The builtin isinf is not folded at front end if the corresponding optab
exists.  So the range op for isinf is needed for value range analysis.
This patch adds range op for builtin isinf.

gcc/
        PR target/114678
        * gimple-range-op.cc (class cfn_isinf): New.
        (op_cfn_isinf): New variables.
        (gimple_range_op_handler::maybe_builtin_call): Handle
        CASE_FLT_FN (BUILT_IN_ISINF).

gcc/testsuite/
        PR target/114678
        * gcc.dg/tree-ssa/range-isinf.c: New test.
        * gcc.dg/tree-ssa/range-sincos.c: Remove xfail for s390.
        * gcc.dg/tree-ssa/vrp-float-abs-1.c: Likewise.

patch.diff
diff --git a/gcc/gimple-range-op.cc b/gcc/gimple-range-op.cc
index a80b93cf063..24559951dd6 100644
--- a/gcc/gimple-range-op.cc
+++ b/gcc/gimple-range-op.cc
@@ -1153,6 +1153,63 @@ private:
    bool m_is_pos;
  } op_cfn_goacc_dim_size (false), op_cfn_goacc_dim_pos (true);

+// Implement range operator for CFN_BUILT_IN_ISINF
+class cfn_isinf : public range_operator
+{
+public:
+  using range_operator::fold_range;
+  using range_operator::op1_range;
+  virtual bool fold_range (irange &r, tree type, const frange &op1,
+                          const irange &, relation_trio) const override
+  {
+    if (op1.undefined_p ())
+      return false;
+
+    if (op1.known_isinf ())
+      {
+       wide_int one = wi::one (TYPE_PRECISION (type));
+       r.set (type, one, one);
+       return true;
+      }
+
+    if (op1.known_isnan ()
+       || (!real_isinf (&op1.lower_bound ())
+           && !real_isinf (&op1.upper_bound ())))
+      {
+       r.set_zero (type);
+       return true;
+      }
So why the test for real_isinf on the upper/lower bound? If op1 is known to be a NaN, then why test the bounds at all? If a bounds test is needed, why only test the upper bound?

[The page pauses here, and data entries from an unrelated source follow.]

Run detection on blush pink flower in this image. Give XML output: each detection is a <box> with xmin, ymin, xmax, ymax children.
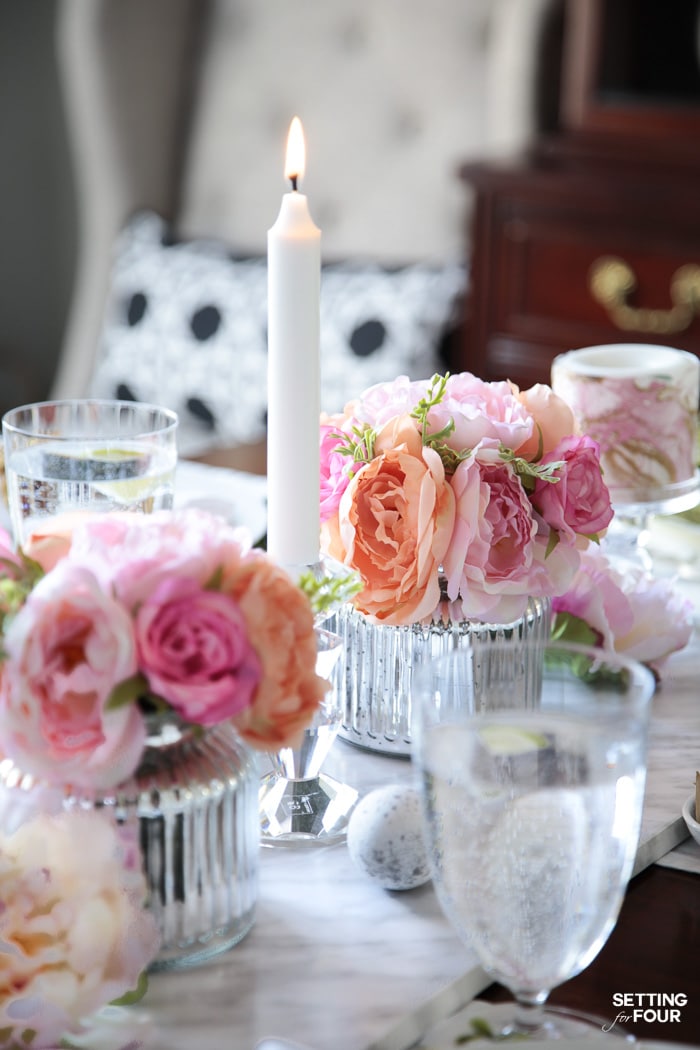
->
<box><xmin>136</xmin><ymin>575</ymin><xmax>262</xmax><ymax>725</ymax></box>
<box><xmin>553</xmin><ymin>548</ymin><xmax>693</xmax><ymax>676</ymax></box>
<box><xmin>552</xmin><ymin>547</ymin><xmax>634</xmax><ymax>651</ymax></box>
<box><xmin>0</xmin><ymin>809</ymin><xmax>159</xmax><ymax>1048</ymax></box>
<box><xmin>0</xmin><ymin>561</ymin><xmax>145</xmax><ymax>789</ymax></box>
<box><xmin>351</xmin><ymin>375</ymin><xmax>431</xmax><ymax>427</ymax></box>
<box><xmin>66</xmin><ymin>508</ymin><xmax>253</xmax><ymax>609</ymax></box>
<box><xmin>532</xmin><ymin>435</ymin><xmax>614</xmax><ymax>544</ymax></box>
<box><xmin>322</xmin><ymin>440</ymin><xmax>455</xmax><ymax>626</ymax></box>
<box><xmin>428</xmin><ymin>373</ymin><xmax>534</xmax><ymax>454</ymax></box>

+  virtual bool op1_range (frange &r, tree type, const irange &lhs,
+                         const frange &, relation_trio) const override
+  {
+    if (lhs.undefined_p ())
+      return false;
+
+    if (lhs.zero_p ())
+      {
+       nan_state nan (true);
+       r.set (type, real_min_representable (type),
+              real_max_representable (type), nan);
+       return true;
+      }
If the result of a builtin_isinf is zero, that doesn't mean the input has a nan state. It means we know it's not infinity. The input argument could be anything but an Inf.